Congenital renal disease is the most common cause of chronic renal failure in young children, whereas glomerulonephritis and reflux nephropathy predominate in older children.³² Congenital structural lesions include dysplasias and cystic malformations (e.g., polycystic kidney disease). Obstructive uropathy leading to end-stage renal disease may be caused by posterior urethral valves in boys, severe vesicoureteral reflux with recurrent infection, and ureteropelvic junction obstruction. End-stage renal disease in children can be caused by hereditary nephritis or acquired nephropathies such as hemolytic-uremic syndrome, glomerulonephritis, and cortical necrosis (more common in children with sickle cell disease).

CLINICAL FEATURES

Take a complete history to obtain information about changes in urination, fatigue, swelling, anorexia, emesis, bone pain, muscle cramps, headache, and change in mental status. Ask about signs and symptoms related to potential complications from chronic kidney disease.

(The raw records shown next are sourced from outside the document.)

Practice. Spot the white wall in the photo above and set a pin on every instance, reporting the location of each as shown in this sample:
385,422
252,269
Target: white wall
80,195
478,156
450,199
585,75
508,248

Complications associated with chronic kidney disease include disorders of fluids, electrolytes, and mineral metabolism. Anemia, hypertension, dyslipidemia, and endocrine abnormalities, including growth impairment, are present. End-stage renal disease is associated with cardiovascular problems and cerebrovascular events from malignant hypertension. Skeletal, hematologic, and intestinal abnormalities accompany renal failure. Renal failure predisposes to non-Hodgkin's lymphoma and skin cancer.^29,32

Pertinent physical findings in patients with end-stage renal disease include short stature, CNS problems, peripheral neuropathies, and rickets. Fever should prompt an aggressive search for a source. Fluid overload is suggested by peripheral edema and pulmonary congestion. Pericarditis is less common in children with end-stage renal disease than in adults. Abdominal pain and tenderness in children receiving peritoneal dialysis suggests peritonitis.

TREATMENT

The standard of treatment for most patients with end-stage renal disease is hemodialysis. Children <2 years of age are often treated with peritoneal dialysis because it is associated with fewer complications than hemodialysis in young children. Renal transplantation is the ultimate goal.^28,29,32

In dialysis patients presenting to the ED with fever, an aggressive search for infection must ensue. Use of empiric antibiotics is directed by the source of the infection (e.g., S. aureus, S. epidermidis), after cultures are drawn. If a patient on peritoneal dialysis presents with abdominal pain, suspect bacterial peritonitis. In patients presenting with severe electrolyte abnormalities, fluid overload, severe hypertension, or uremic pericarditis, urgent dialysis is indicated. Dialysis patients presenting with syncope should be evaluated for electrolyte abnormalities, hypovolemia, and cardiac dysrhythmias. See chapter 90, "End Stage Renal Disease" in the adult section for detailed discussion.